Today, commercially available drones are being used as weapons.
Flying improvised explosive devices (IEDs) first emerged in the Iraq and Syrian conflicts around 2016. Terrorist organizations released videos of drones used for surveillance and reconnaissance as early as 2014.
It did not take long for sophisticated criminals and drug cartels to mirror those tactics of foreign terrorist groups. One cartel has created a drone unit for this specific task. The developments in the Ukraine conflict also underscore how impactful drones and counter-drone (C-UAS) deployments are changing in the face of modern warfare.
Drone use cases are a double-edged sword. The same drones that can spot remote forest fires and assist police and emergency responders in a variety of ways can be used to breach personal privacy, hack wireless networks and cause physical destruction. Therein lies a new level of risk.
The integration of leap-ahead technologies (microcomputer flight controllers, autopilots, GPS, onboard cameras, obstacle avoidance sensors, etc.) onto commercially marketed quadcopter drones revolutionized the industry, and popularity soared — along with new security risks.
Unauthorized drones force security leaders to think differently about security and red-team new risk scenarios. The threat gamut runs from public gatherings (sports or entertainment venues, for example) to critical infrastructures, mass transportation and everything in between.
Counter-drone measures in enterprise security
Imagine a traditional prison setting. Security must keep the inmates in and the drones out. Correctional facilities are being targeted with unauthorized drone deliveries of narcotics, cell phones, cash, etc. Handguns could certainly upset the balance of power considerably, not to mention create issues with guard staffing and hiring.

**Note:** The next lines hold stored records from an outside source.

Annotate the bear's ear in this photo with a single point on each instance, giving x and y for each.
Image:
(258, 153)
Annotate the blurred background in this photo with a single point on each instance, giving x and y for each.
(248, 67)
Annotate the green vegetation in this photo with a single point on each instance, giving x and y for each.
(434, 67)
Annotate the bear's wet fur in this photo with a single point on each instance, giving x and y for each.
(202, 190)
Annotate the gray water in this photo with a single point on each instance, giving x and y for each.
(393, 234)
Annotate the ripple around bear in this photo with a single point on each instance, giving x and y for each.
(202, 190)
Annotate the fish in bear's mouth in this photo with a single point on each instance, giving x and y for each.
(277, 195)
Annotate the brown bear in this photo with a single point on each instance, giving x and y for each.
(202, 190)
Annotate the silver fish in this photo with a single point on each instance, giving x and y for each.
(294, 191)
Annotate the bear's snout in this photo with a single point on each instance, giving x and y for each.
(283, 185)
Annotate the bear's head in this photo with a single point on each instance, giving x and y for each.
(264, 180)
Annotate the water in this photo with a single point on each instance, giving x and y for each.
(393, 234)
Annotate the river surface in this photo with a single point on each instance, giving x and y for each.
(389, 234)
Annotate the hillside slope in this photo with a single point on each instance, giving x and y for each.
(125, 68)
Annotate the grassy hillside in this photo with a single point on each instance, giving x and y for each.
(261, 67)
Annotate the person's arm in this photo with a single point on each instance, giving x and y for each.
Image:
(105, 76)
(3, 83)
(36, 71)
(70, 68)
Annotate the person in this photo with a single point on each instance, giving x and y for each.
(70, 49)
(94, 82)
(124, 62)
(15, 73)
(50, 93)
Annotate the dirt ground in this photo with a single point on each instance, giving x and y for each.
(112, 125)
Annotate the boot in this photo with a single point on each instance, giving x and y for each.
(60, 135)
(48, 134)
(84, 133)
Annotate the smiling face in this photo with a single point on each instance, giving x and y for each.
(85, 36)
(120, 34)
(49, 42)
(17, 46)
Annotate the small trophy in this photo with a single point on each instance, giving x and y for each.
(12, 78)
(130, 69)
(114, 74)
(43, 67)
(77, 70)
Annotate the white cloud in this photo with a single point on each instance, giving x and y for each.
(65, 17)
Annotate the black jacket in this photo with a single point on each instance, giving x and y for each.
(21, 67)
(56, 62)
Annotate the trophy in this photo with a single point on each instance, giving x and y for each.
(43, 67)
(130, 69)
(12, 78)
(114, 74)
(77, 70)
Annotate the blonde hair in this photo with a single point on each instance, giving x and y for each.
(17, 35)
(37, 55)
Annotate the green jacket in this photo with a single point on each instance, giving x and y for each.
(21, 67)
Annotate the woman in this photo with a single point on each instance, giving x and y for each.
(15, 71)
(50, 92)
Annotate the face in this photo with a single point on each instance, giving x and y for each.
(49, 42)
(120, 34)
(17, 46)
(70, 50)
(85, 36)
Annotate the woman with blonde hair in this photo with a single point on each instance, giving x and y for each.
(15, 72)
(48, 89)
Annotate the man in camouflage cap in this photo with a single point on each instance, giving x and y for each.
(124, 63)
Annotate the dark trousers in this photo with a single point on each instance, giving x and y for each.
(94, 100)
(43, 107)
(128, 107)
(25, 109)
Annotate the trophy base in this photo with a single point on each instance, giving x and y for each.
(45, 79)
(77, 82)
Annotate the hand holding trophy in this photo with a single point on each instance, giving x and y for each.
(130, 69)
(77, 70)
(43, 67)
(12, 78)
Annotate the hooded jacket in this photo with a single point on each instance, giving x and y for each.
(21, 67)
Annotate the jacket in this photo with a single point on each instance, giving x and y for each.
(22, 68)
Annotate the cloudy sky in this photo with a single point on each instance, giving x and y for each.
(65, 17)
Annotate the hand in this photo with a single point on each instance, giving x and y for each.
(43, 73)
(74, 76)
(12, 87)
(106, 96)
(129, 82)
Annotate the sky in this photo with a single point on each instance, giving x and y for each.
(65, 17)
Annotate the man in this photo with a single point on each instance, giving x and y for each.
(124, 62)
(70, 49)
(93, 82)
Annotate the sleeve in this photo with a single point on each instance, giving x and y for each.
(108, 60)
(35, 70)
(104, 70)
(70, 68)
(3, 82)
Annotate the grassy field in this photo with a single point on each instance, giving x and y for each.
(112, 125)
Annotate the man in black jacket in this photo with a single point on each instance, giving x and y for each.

In this, or similar scenarios, how can security teams protect their organizations when this drone threat flies over the line of sight of installed camera systems and the heads of manned security guard personnel?
However, the threat scenario gets much more dire. The nightmare scenario has already been visualized: drone swarms. The aerial drone displays at the recent Olympic Games were truly amazing. Up to 1,800 individual drones illuminated in different colors and perfectly coordinated to create moving images. Now imagine a pound of C4 explosives on each drone and headed to a city near you.
Hostile drones pose a major threat and incidents are increasing globally at an alarming rate. While piloted drones will remain popular and useful, it is autonomous drones that will rule the day. If a serious adversary wants to do significant damage, they will not be piloting a drone to give away their location. If several bad actors want to launch autonomous drones simultaneously, location alerts will not be an effective deterrent.
C-UAS defenses must meet the changing threat landscape
Our drone defenses must evolve with the emerging threats. A counter uncrewed aerial system (C-UAS) solution must be sensor agnostic to scale with new threats and provide a straightforward integration with command & control (C2) systems. Data collection from multiple sensors, systems and software must be processed securely and define actions through artificial intelligence (AI) and machine learning (ML).
In standard C-UAS solutions, there are four types of monitoring equipment: radio frequency (RF) sensors, radar, optical sensors (cameras) and acoustic sensors (microphones).
RF sensors consist of one or multiple antennas of various ranges to detect communications between and drone and its controller (human operator). Some vendors have database libraries of drone manufacturers and flying objects, while others can provide MAC addresses if the drone is using Wi-Fi, (some do both), and advanced systems can triangulate sensors to determine the pilot location down to an accuracy within several feet. The major downside is RF sensors are useless against autonomous drones.
Radar uses radio waves to determine distance and speed of objects. It is accurate and identifies hundreds of targets simultaneously, including all drone types (piloted or autonomous) in many weather conditions. The downside is radar was designed for large objects and can generate a lot of false positives in detecting small drones.
Optical sensors (cameras) utilize multiple wavelengths (thermal, infrared, etc.) for day or night drone detection, and the technology is evolving quickly to extend range and intelligence with AI capabilities. The major benefit is in visually identifying a drone payload (explosives) at a distance. Issues would be performance in bad weather conditions and false positives.
Acoustic sensors can involve one or multiple microphones and software. These technologies can detect drones by engine sound to calculate distance and direction. Multiple sensors can be activated for triangulation. Acoustics can detect all types of drones but lack effectiveness in highly populated, noisy environments.
There are many other technologies to counter drones: Jammer guns, GPS spoofers, high power microwave (HPM) and electromagnetic pulse (EMP) devices, and even cyberattacks. All are restricted outside of a handful of government agencies.
Securing low altitude airspace is fast becoming a critical requirement. Understanding unauthorized drone threats and countermeasures is the new normal. Now is the time to get ahead of the airborne threat.